Deutsche Organisationen, die sich für internationale Demokratieförderung und die Zusammenarbeit mit unabhängigen Zivilgesellschaften weltweit einsetzen – wie im übrigen natürlich auch die CDU-nahe Konrad-Adenauer-Stiftung und die CSU-nahe Hanns-Seidel-Stiftung – wissen, wie durch so einen Generalangriff Misstrauen gegenüber zivilgesellschaftlichen Akteuren gestreut wird und die Arbeit von Nichtregierungsorganisationen in Zweifel gezogen wird.
Aus unseren Arbeitserfahrungen aus Osteuropa (Aserbaidschan, Belarus, Russland) ist uns der Vorwurf gegen Nichtregierungsorganisationen, staatliche Finanzierung für politische Tätigkeiten zu nutzen, sehr gut bekannt. Er legitimiert restriktive Gesetze zur Regelung von zivilgesellschaftlicher Arbeit in der Region. In vielen Staaten hat der Erlass solcher Gesetze zur Zerstörung unabhängiger gesellschaftlicher Räume und zur Inhaftierung von Kritiker:innen der autoritären Regime und aktiven Vertreter:innen der lokalen Zivilgesellschaften geführt. Die verheerenden Folgen, die übergriffige staatliche Kontrolle gesellschaftlicher Tätigkeit haben kann, sehen wir heute auch in EU-Mitgliedsstaaten wie Ungarn oder der Slowakei. Es ist fatal, dass zukünftige deutsche Regierungsparteien derartige Verfahren heute in Deutschland anwenden und damit implizit das Vorgehen autoritärer Regime legitimieren. Europa schaut zu!
Wir stehen in Solidarität mit den von der Kleinen Anfrage betroffenen Organisationen. Die CDU/CSU-Fraktion sollte den Ruf Deutschlands als starker Partner der einheimischen und internationalen demokratischen Zivilgesellschaft – gerade nach dem Wegfall der US-amerikanischen Institutionen – nicht fahrlässig aufs Spiel setzen. Wir erwarten, dass sich die CDU/CSU-Fraktion an die bestehenden internationalen rechtlichen Standards und Konventionen hält und die Unterstützung für zivilgesellschaftliche Akteure fortsetzt.
Mit freundlichen Grüßen
Austausch e.V.
Boris Nemtsov Foundation for Freedom gGmbH
Civil Society Forum e. V. (Vorstand)
CISR e.V.
Comoon e.V. (Vorstand)
Coopera e.V. (Vorstand)
Dialogue for Understanding e. V.
Deutsche Gesellschaft für Osteuropakunde e.V.

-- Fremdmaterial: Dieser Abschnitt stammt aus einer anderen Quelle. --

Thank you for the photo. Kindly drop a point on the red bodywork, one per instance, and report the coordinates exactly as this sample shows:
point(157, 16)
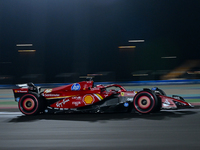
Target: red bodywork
point(83, 94)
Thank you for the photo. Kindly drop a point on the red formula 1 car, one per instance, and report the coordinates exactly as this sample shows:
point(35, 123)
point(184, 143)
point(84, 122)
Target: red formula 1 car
point(85, 97)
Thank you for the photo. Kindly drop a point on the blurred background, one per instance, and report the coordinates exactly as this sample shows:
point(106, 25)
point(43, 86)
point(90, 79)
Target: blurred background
point(60, 41)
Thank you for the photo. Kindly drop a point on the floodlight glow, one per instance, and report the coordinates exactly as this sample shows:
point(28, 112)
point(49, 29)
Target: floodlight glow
point(24, 45)
point(135, 41)
point(127, 47)
point(26, 51)
point(169, 57)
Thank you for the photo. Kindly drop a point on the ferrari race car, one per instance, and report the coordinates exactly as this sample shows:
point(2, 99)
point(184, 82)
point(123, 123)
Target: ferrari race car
point(85, 97)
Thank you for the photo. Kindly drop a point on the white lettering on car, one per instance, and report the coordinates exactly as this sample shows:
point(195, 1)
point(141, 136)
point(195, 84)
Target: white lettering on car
point(61, 103)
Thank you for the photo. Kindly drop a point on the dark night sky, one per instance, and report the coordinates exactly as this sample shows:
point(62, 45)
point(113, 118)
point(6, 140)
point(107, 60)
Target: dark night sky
point(83, 35)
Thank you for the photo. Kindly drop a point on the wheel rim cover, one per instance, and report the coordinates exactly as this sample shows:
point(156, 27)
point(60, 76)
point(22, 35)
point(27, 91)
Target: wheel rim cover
point(144, 102)
point(28, 104)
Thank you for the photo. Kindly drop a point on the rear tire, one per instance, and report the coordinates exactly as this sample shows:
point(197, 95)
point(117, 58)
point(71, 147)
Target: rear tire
point(146, 102)
point(30, 104)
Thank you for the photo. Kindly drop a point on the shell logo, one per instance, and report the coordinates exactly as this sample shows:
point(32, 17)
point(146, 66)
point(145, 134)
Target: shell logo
point(88, 99)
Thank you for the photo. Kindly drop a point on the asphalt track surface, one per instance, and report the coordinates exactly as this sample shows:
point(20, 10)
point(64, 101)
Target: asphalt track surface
point(177, 129)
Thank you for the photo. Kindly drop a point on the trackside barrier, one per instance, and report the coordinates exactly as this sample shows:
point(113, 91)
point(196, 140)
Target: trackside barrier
point(127, 83)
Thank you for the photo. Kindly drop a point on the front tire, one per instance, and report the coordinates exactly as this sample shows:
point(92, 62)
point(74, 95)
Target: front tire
point(29, 104)
point(145, 102)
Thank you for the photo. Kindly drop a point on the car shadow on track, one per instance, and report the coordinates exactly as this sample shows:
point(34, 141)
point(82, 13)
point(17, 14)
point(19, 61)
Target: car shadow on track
point(162, 115)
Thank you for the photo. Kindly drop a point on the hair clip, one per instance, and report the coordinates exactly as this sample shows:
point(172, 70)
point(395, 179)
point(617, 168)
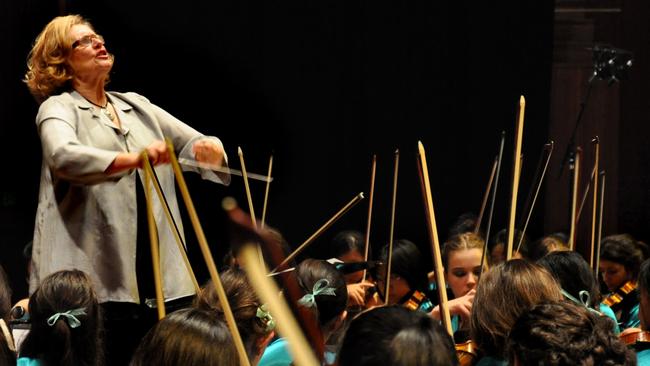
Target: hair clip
point(70, 316)
point(320, 288)
point(266, 317)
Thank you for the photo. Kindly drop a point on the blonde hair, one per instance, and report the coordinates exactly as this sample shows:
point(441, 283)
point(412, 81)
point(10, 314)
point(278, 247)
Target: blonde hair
point(47, 67)
point(464, 241)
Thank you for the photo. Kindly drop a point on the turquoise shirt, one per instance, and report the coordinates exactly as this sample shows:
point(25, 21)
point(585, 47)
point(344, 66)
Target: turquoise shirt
point(607, 311)
point(26, 361)
point(276, 354)
point(643, 358)
point(633, 321)
point(491, 361)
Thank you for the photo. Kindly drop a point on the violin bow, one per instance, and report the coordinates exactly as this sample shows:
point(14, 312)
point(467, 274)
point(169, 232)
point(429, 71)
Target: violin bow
point(433, 236)
point(539, 178)
point(151, 178)
point(249, 197)
point(153, 237)
point(594, 208)
point(493, 199)
point(389, 259)
point(366, 246)
point(486, 196)
point(207, 256)
point(574, 197)
point(318, 232)
point(269, 293)
point(266, 192)
point(600, 221)
point(583, 200)
point(516, 170)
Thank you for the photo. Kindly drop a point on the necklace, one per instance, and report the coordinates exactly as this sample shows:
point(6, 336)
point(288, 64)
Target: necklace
point(104, 109)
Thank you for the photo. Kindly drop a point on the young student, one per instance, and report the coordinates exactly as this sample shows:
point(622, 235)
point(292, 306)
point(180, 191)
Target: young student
point(349, 246)
point(577, 280)
point(66, 323)
point(620, 259)
point(408, 281)
point(187, 337)
point(642, 348)
point(565, 334)
point(255, 324)
point(326, 295)
point(461, 259)
point(7, 345)
point(502, 295)
point(394, 335)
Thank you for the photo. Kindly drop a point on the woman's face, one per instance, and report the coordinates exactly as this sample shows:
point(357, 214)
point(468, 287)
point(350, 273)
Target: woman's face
point(614, 274)
point(351, 257)
point(464, 269)
point(88, 59)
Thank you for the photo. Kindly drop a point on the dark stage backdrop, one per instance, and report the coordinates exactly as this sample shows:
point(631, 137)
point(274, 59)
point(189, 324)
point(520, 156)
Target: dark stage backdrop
point(321, 85)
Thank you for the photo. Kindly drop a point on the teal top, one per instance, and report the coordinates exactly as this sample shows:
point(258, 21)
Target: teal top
point(455, 320)
point(26, 361)
point(276, 354)
point(491, 361)
point(607, 311)
point(643, 358)
point(633, 321)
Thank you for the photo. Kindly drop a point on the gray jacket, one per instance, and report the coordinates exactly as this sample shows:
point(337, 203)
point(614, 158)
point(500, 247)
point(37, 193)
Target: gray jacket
point(86, 219)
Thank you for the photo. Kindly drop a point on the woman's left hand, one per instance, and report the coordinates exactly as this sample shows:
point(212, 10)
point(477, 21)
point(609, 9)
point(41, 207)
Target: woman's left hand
point(206, 151)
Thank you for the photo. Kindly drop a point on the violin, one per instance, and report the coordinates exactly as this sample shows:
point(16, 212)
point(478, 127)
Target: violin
point(639, 341)
point(467, 353)
point(466, 349)
point(418, 301)
point(620, 294)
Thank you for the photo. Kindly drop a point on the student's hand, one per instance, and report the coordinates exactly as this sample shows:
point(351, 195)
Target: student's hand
point(357, 293)
point(207, 151)
point(462, 306)
point(158, 153)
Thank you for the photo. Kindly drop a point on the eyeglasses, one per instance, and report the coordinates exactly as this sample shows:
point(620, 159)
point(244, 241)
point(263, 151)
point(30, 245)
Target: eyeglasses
point(86, 41)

Europäischer Austausch gGmbH
Gesellschaft für bedrohte Völker e. V.
jinn gGmbH
Libereco – Partnership for Human Rights e.V.
MEMORIAL Deutschland e.V. (Vorstand)
n-ost e.V.
OWEN e.V.
Science at Risk Emergency Office / Akademisches Netzwerk Osteuropa, akno e. V.
Hintergrundinformationen
Die Diskussion um die politische Betätigung von Nichtregierungsorganisationen ist alt, wiederholt wissenschaftlich diskutiert und gerichtlich beurteilt worden. So setzen sich der Bundesverband deutscher Stiftungen oder die Maecenata Stiftung unmissverständlich für die politische Meinungs- und Handlungsfreiheit gemeinnütziger Organisationen im Rahmen ihrer Zweckverfolgung ein. Sie unterstreichen, dass nach geltender Rechtslage politische Äußerungen gemeinnützigen Organisationen grundsätzlich erlaubt sind und dass „der Grundsatz der parteipolitischen Neutralität nicht als Gebot sachpolitischer Zurückhaltung missverstanden werden darf“.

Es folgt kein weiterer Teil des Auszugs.